High price 'frustration'
Pearson described the high and rising used car values as the car retail “sector’s safety net”, adding that ongoing supply restrictions might not see a significant change for some time.
But he warned: “At the sharp end of the used car business, BCA Valuations has seen some significant movements at a number of value points and segments during February which are unlikely to be surfaced in the overall ‘headline movement’ that will be reported by the price guides as we move into March.
“We therefore run the risk of the market becoming frustrated in March if buyers are presented with stock that appears to be valued several percentage points above their expectations. This is not an unusual dynamic; however, it is unusual to experience this at this time of year.”
Auto Trader’s Retail Price Index once again detailed rising used car values in February.
A £17,929 average advertised price was 31.9% up year-on-year, marking a 23rd month of consecutive price growth, with one-in-five nearly new cars still priced above their brand-new equivalents.
The 0.6% rise on the 31.3% recorded in January represented the lowest monthly increase since April 2021, however.
Auto Trader claimed that potential headwinds such as growing inflation and the possible impact of the conflict in Ukraine, consumer demand remained robust.
This was reflected in a 12% increase in the volume of enquiries sent to retailers through the Auto Trader platform last month when compared to February 2021, it said.
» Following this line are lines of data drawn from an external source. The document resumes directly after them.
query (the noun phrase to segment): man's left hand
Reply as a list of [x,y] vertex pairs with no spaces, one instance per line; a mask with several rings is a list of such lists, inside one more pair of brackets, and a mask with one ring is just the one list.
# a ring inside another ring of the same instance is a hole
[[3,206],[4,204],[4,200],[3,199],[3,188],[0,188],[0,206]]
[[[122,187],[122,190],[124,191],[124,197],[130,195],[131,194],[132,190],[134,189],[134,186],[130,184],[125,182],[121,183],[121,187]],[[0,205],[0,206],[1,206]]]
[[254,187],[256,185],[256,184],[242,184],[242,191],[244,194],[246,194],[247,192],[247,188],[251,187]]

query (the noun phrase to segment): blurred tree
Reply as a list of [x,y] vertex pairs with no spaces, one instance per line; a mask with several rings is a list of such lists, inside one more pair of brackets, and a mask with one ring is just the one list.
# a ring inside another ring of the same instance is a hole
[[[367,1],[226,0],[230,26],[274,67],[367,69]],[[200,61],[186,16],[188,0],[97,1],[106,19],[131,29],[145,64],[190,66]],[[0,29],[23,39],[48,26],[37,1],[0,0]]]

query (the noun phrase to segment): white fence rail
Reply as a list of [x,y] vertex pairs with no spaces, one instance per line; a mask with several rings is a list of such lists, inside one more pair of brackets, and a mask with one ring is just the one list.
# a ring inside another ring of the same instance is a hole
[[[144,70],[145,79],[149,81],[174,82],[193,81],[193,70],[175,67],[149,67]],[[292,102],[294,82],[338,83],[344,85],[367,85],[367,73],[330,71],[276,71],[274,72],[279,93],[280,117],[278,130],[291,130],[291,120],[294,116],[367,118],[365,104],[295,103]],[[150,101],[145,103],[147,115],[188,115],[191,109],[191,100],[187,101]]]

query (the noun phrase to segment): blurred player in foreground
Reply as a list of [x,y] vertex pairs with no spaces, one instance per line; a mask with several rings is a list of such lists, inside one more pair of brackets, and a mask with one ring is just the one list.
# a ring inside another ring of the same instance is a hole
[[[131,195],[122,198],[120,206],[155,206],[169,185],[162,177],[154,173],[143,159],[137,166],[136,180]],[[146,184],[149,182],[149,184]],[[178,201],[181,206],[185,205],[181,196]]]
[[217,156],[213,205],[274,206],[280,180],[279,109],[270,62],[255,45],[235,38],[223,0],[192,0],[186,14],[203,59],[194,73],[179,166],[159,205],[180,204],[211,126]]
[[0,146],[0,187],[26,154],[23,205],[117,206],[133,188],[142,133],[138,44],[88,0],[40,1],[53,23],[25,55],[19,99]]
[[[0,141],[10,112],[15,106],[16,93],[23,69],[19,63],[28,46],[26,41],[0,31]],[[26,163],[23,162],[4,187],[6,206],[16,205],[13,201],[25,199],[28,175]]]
Auto Trader’s data also suggested the speed in which used cars are selling has also accelerated significantly, with the average car taking 11 days fewer to leave forecourts in February 2022 when compared to the same period last year (27 days vs 38).
Bubble has not burst
Richard Walker, Auto Trader’s director of data and insights, said: “Despite some early indications that the huge acceleration in price growth that we’ve been tracking since the spring of last year is starting to stabilise, no one should be mistaken into thinking this is the start of a fall in prices. Far from it. Used car values have been affected by strong levels of consumer demand in the market, combined with the ongoing new and used supply constraints, neither of which show any sign of slowing.
“Any suggestion therefore of a bubble bursting is based on pure speculation, and not the data, which clearly points to very high prices remaining for quite some time to come.”
Auto Trader said that the number of used petrol and diesel cars has declined by 5.2% and 14.4% year-on-year.
Demand outweighing supply meant that that the like-for-like price for a petrol car (£16,676) increased by 33.6% YoY and the price of a diesel car (£17,680) increased 31.7% last month.
Meanwhile, the average price of a volume brand electric vehicle (EV) increased by 32.2% YoY (£26,220), whilst the average price of a premium brand EV recorded a more conservative 19.6% (£50,653) increase.